だが、仮に腕っ節の強いやつらが、楽な椰子の実拾いを独占したらどうなるか。全体の生産性は確実に低下するはずだ。要するに、能力のある人間がある程度リスクを取ってくれるようなシステムがないと、人材の適所適材が進まず、全体は必ず伸び悩むということだ。
これこそ、日本経済が過去15年にわたって低迷し続けている原因だろう。本来ハイリスクに挑むべき人材が大企業に入り、規制によってそこそこのリターンを独占&満足する。そうでない弱者がローリターンな底辺で働き、二階部分のハイリスクまで引き受ける。本当は雇用システム全体をパッケージで見直すべきなのに、保守派は「自己責任だ」とふんぞりかえり、共産党は「資本階級が悪い」と赤旗の拡販に利用する。

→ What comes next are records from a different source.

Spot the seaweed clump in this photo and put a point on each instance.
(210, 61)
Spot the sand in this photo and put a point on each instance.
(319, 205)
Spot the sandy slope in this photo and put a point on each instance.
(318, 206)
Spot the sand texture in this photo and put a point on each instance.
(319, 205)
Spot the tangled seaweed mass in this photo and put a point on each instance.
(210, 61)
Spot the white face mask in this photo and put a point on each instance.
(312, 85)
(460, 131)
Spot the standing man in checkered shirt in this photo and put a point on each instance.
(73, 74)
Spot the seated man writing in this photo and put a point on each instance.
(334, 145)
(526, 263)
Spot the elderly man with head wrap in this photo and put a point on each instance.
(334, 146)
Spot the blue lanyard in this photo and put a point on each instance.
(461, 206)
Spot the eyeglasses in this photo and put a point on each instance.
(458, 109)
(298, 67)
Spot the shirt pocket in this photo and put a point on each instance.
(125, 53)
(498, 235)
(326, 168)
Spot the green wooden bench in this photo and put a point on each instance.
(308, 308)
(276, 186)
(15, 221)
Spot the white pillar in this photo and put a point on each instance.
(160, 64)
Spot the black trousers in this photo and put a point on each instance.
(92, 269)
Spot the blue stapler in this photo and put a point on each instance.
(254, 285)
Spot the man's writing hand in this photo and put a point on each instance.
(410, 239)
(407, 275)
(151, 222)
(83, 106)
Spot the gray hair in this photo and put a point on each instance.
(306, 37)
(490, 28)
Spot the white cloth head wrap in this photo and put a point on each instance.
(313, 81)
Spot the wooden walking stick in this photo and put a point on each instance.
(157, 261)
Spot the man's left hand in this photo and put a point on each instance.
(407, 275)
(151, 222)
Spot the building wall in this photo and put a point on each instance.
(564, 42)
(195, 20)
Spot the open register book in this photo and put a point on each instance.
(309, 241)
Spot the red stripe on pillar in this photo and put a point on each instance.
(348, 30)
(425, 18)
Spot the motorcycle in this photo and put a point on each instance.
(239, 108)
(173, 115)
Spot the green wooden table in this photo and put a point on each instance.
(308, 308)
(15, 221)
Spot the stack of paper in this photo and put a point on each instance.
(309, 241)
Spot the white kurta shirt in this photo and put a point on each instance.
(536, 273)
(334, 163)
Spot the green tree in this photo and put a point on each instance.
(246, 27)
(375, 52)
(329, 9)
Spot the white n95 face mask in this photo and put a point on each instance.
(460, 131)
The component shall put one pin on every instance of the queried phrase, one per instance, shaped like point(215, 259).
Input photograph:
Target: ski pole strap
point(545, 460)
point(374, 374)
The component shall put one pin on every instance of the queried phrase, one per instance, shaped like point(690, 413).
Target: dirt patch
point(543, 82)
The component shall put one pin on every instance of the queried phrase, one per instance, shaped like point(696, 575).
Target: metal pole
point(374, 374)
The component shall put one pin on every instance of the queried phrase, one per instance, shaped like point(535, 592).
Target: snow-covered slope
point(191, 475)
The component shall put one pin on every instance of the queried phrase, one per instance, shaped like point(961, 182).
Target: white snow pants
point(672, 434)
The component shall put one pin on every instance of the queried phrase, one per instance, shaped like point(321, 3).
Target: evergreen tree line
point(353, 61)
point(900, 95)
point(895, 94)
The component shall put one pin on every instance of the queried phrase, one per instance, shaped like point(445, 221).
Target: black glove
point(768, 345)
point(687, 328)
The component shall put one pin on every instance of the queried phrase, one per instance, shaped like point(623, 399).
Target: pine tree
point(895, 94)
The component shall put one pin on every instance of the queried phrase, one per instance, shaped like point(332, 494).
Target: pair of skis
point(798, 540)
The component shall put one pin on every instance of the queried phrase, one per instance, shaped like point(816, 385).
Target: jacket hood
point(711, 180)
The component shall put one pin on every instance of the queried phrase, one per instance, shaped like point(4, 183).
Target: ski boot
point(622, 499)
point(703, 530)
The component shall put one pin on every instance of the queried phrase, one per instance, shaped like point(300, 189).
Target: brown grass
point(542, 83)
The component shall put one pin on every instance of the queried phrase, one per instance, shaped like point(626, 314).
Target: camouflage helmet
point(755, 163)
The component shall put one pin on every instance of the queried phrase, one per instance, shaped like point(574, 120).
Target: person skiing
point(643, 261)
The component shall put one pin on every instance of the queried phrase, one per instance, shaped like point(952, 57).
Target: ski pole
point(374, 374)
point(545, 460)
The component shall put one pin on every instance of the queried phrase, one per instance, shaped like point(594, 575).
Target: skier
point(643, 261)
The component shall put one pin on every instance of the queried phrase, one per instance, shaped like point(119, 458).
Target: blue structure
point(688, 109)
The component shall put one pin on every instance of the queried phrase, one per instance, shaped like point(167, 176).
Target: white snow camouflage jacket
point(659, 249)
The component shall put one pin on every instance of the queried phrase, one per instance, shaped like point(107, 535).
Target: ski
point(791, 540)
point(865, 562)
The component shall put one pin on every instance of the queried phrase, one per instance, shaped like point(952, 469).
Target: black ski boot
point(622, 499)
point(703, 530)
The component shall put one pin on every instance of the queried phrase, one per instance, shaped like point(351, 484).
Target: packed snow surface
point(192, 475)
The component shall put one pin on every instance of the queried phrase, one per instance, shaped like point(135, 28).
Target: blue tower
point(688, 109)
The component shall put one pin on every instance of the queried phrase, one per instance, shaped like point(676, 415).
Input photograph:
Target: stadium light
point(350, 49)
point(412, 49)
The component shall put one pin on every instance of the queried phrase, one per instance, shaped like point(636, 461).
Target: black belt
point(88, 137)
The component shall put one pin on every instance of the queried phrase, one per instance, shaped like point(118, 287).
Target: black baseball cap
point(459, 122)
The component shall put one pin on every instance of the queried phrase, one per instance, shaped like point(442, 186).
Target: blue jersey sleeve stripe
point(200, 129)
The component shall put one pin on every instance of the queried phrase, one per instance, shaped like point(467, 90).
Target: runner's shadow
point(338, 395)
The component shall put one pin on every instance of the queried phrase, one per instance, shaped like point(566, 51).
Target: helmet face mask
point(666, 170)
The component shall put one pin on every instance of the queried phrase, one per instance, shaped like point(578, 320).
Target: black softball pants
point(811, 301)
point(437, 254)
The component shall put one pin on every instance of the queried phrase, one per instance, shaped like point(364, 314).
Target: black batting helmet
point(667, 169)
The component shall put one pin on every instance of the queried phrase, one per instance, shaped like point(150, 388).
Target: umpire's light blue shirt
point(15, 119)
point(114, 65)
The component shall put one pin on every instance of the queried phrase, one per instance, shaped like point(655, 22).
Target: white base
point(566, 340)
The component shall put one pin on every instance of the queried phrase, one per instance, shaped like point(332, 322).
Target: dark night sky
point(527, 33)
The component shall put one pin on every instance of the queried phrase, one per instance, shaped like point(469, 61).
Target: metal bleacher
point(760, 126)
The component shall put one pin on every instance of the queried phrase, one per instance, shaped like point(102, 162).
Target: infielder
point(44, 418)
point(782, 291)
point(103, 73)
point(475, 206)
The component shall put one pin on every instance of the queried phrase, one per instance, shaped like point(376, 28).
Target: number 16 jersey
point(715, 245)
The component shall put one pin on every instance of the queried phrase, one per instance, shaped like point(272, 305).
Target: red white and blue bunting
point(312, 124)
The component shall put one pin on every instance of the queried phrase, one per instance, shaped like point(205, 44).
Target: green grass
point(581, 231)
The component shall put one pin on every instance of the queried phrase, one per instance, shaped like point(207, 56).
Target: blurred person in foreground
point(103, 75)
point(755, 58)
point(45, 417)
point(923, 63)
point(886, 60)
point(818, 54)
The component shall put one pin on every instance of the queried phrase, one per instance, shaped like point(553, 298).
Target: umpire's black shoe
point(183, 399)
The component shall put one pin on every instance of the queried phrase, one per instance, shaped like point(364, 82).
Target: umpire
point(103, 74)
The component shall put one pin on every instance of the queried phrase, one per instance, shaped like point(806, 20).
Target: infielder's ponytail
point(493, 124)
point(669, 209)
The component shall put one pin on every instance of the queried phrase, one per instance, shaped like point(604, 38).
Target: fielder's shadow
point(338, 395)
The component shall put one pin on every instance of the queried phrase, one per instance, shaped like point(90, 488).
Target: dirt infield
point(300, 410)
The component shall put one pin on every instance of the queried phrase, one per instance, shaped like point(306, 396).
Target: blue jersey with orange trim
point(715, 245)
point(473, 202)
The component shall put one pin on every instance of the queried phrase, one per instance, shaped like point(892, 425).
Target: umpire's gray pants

そりゃ一人頭GDPでシンガポールに負けるはずだ。こんなおかしなことやってる国は他にないのだから。全体のパイを増やすには、魚獲りも椰子の実拾いも、後から自由に行き来できるような仕組みが必要なのだ。
なんて発想は連合というケツ持ちのいる民主党にはさらさら無いようなので、もうしばらく苦難の時代は続くはず。椰子の実を拾う人は低い労働生産性を長時間残業で、海に入る人はリスクを気合でカバーするしかなさそうだ。